After oil auction snub, Mexico sweetens pot -- but is it enough?

ANDREA NAVARRO September 29, 2015

MEXICO CITY (Bloomberg) -- Mexico is sweetening the terms of its next oil-block auction in a bid to avoid a repeat of its failed earlier attempt at opening up the industry. The big question now: Is it enough?

Investors will answer that question in a sale on Wednesday of shallow-water exploration and production blocks, only the nation’s second since it nationalized its oil industry in 1938. After global energy giants Exxon Mobil Corp., Chevron Corp. and Total SA sat out the first auction in July, Mexico rewrote the rules. This time around, the blocks are bigger, the financial terms less rigid and the government’s slice of the profits smaller.

Even with the improved auction terms, Mexico is fighting global headwinds that could hurt the outcome, said Fadel Gheit, an analyst at Oppenheimer & Co. in New York. Oil prices have slumped more than 50% in the past year and companies from ConocoPhillips Co. to Marathon Oil Corp. are slashing investments.

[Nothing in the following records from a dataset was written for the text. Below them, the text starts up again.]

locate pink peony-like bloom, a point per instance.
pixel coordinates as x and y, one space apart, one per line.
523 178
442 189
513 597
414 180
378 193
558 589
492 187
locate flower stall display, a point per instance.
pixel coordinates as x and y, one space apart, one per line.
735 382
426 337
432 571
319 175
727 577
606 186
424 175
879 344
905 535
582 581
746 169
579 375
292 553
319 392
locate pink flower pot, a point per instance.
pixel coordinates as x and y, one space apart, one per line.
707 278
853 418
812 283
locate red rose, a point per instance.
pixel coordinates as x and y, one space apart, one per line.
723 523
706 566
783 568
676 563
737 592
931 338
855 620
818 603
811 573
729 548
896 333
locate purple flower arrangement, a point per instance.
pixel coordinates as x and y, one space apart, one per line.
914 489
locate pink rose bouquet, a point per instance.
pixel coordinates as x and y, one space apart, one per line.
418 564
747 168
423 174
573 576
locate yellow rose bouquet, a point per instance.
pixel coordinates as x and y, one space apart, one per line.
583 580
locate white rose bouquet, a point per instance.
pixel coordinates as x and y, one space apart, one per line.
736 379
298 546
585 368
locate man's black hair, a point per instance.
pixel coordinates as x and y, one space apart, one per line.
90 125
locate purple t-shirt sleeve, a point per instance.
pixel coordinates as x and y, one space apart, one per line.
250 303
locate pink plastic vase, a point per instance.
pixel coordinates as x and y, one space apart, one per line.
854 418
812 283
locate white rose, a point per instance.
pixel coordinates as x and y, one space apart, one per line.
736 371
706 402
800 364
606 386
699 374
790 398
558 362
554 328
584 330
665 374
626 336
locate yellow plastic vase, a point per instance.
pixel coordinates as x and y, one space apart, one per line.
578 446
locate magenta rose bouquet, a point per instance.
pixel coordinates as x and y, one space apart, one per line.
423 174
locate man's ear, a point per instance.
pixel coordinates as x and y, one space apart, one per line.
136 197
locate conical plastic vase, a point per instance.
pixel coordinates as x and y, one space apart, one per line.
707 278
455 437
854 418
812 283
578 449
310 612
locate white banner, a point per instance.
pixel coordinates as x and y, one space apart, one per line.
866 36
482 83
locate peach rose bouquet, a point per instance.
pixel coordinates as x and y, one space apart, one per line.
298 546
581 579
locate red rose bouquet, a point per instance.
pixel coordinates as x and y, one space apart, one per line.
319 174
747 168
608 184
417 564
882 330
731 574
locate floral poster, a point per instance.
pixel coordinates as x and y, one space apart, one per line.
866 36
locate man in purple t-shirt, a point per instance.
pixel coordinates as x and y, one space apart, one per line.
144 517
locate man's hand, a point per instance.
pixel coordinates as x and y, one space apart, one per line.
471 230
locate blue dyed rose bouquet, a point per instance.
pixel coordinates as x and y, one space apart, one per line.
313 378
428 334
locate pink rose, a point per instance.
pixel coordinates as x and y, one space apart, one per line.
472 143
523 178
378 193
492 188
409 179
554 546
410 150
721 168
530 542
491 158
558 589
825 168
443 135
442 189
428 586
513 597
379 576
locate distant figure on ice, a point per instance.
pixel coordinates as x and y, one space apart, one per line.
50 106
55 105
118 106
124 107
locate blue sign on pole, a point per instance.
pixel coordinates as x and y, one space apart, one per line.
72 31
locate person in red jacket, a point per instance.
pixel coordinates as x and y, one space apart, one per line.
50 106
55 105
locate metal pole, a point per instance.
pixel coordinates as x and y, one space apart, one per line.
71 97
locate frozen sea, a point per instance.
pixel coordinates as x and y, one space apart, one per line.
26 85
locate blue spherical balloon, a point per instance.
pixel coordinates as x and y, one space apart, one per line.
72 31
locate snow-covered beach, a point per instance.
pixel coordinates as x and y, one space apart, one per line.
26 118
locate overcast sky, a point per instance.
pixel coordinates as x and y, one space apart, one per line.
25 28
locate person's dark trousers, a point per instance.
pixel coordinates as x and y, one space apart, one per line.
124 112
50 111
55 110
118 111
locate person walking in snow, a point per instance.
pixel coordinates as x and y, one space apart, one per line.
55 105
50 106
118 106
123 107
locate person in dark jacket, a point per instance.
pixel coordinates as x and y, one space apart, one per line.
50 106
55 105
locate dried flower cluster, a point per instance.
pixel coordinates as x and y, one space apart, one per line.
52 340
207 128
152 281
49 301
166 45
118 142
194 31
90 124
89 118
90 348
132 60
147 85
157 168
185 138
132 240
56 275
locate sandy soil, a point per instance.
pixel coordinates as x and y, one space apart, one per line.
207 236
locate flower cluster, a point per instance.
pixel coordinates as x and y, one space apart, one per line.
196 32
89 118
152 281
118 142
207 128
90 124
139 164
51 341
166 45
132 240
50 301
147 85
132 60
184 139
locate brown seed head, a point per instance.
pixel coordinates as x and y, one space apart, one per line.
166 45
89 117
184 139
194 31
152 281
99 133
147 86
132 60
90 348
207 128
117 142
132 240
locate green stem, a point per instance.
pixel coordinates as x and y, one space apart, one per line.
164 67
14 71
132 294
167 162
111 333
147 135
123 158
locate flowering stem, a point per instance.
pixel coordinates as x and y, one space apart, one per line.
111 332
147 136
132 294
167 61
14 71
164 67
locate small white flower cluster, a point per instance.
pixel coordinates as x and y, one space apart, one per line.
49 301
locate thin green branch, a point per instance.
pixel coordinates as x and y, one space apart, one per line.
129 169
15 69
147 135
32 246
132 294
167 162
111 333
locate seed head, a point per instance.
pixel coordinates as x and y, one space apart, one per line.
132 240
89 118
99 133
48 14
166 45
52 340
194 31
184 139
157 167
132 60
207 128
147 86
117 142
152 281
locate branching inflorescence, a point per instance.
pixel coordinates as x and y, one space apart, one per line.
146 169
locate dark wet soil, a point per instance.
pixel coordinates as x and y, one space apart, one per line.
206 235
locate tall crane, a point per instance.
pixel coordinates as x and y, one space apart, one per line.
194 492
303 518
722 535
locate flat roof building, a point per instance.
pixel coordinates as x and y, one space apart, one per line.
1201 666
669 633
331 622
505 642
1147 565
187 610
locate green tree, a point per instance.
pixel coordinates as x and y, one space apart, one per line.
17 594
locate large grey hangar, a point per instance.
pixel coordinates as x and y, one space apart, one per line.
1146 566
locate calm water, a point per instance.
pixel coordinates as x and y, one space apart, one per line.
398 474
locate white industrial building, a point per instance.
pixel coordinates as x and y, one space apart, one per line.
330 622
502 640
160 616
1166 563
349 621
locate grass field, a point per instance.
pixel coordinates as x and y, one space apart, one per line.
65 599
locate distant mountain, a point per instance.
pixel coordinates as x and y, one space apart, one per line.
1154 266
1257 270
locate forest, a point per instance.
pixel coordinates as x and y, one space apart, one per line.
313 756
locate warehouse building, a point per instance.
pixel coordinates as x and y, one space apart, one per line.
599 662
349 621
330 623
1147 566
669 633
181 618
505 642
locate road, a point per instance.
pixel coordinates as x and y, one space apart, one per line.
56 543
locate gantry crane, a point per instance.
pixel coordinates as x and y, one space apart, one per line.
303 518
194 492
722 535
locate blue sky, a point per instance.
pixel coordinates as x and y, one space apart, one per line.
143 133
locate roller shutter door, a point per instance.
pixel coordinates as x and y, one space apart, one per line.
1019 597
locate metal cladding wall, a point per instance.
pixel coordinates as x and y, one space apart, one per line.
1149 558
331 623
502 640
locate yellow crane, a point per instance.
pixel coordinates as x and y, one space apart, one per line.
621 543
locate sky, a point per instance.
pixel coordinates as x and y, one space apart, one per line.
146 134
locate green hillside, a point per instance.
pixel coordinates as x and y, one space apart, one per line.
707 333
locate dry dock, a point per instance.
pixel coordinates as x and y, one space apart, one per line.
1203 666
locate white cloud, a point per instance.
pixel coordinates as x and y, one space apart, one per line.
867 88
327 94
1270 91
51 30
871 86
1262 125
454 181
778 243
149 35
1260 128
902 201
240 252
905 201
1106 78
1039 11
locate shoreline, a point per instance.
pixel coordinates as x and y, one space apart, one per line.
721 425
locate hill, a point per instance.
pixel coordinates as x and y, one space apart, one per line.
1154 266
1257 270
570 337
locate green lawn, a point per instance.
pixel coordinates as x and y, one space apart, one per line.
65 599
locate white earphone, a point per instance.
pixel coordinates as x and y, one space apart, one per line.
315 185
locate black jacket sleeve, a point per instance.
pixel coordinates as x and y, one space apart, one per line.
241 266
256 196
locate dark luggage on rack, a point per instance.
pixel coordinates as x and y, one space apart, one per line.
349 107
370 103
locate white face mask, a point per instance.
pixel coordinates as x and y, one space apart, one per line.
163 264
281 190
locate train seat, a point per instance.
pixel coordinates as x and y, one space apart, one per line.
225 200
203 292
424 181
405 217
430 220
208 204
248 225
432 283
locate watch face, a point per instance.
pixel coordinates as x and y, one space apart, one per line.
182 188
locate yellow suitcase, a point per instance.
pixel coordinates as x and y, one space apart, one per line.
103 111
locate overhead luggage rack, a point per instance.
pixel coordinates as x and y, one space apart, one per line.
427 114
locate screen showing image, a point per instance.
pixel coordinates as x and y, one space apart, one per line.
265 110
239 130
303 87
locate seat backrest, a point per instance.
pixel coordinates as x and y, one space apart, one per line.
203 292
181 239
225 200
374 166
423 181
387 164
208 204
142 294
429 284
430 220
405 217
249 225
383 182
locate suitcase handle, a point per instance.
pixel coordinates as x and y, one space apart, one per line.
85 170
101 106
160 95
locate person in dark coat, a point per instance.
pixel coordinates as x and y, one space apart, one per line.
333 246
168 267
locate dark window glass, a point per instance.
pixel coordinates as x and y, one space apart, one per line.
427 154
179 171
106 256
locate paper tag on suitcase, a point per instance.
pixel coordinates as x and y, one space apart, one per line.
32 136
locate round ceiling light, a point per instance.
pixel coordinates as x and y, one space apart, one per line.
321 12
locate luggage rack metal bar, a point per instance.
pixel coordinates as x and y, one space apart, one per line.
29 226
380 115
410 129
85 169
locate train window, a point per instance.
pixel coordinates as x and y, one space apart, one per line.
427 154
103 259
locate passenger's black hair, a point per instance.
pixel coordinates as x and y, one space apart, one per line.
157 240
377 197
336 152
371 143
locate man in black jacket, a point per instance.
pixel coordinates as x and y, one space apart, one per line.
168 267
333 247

"The problem is timing -- it’s not right." Gheit said. "There’s not enough money around. It has nothing to do with the quality of the assets or the rules and regulations."

Another potential handicap is the fact that the deep-water gems that many of the oil majors have their eyes on are absent from this auction. While the first sale involved 14 close-to-shore fields holding at most a few hundred million bbl of crude each -- and Wednesday’s auction offers only a few hundred million beyond that -- it’s the deep water fields near the line dividing U.S. and Mexican waters of the Gulf of Mexico that are the most promising. Those assets won’t be up for grabs until next year.

Mexican President Enrique Pena Nieto is counting on foreign oil investments to bolster his flagging economy. His administration last year successfully lobbied for constitutional changes de-nationalizing the oil industry to help lure $62.5 billion in private investment and add at least 1 percentage point to Mexican annual gross domestic product growth by 2018.

In July’s auction, only two of the 14 blocks up for sale found buyers. Many attributed the disappointing turnout to a lack of attractive assets, as well as financial and contractual terms that may have caused U.S. and European explorers to balk.

‘Learning Experience’

National Hydrocarbons Commissioner Juan Carlos Zepeda in an August interview called it a “learning experience.”

Hoping for a better outcome, the government lowered the guarantee companies and groups must provide to $1 billion from $6 billion. The Finance Ministry and the National Hydrocarbons Commission also cut minimum royalties payments to between 30% and 36% of profit. In July’s auction, the government didn’t disclose its take ahead of time, essentially “hiding the ball” from potential bidders, said Tim Samples, a law professor and Mexican-energy analyst at the University of Georgia in Athens.

"Regulators seem to be really reacting to the market and to investor feedback," he said in a telephone interview. "Consortiums could get very aggressive in this next round."

Chevron, Lukoil PJSC, Statoil ASA and Royal Dutch Shell Plc are among 20 companies qualified to bid for five production contracts covering nine blocks in Wednesday’s auction.

Carlos Slim

Riverstone Holdings LLC-backed Sierra Oil & Gas and Talos Energy, two members of the only consortium to win in the July auction, could take part again. This time, they’re teaming up with billionaire Carlos Slim’s Carso Oil & Gas and Carso Energy. Another Mexican billionaire, Alberto Bailleres, joined his Petrobal with Fieldwood Energy.

Spokesmen for Statoil and Shell said in e-mails the companies are reviewing opportunities in Mexico without specifying if they’ll place bids come Wednesday. Exxon declined to comment while Chevron, Total and Lukoil didn’t immediately respond to requests for comment.

In total, there are four groups and 10 individual companies that qualified to bid.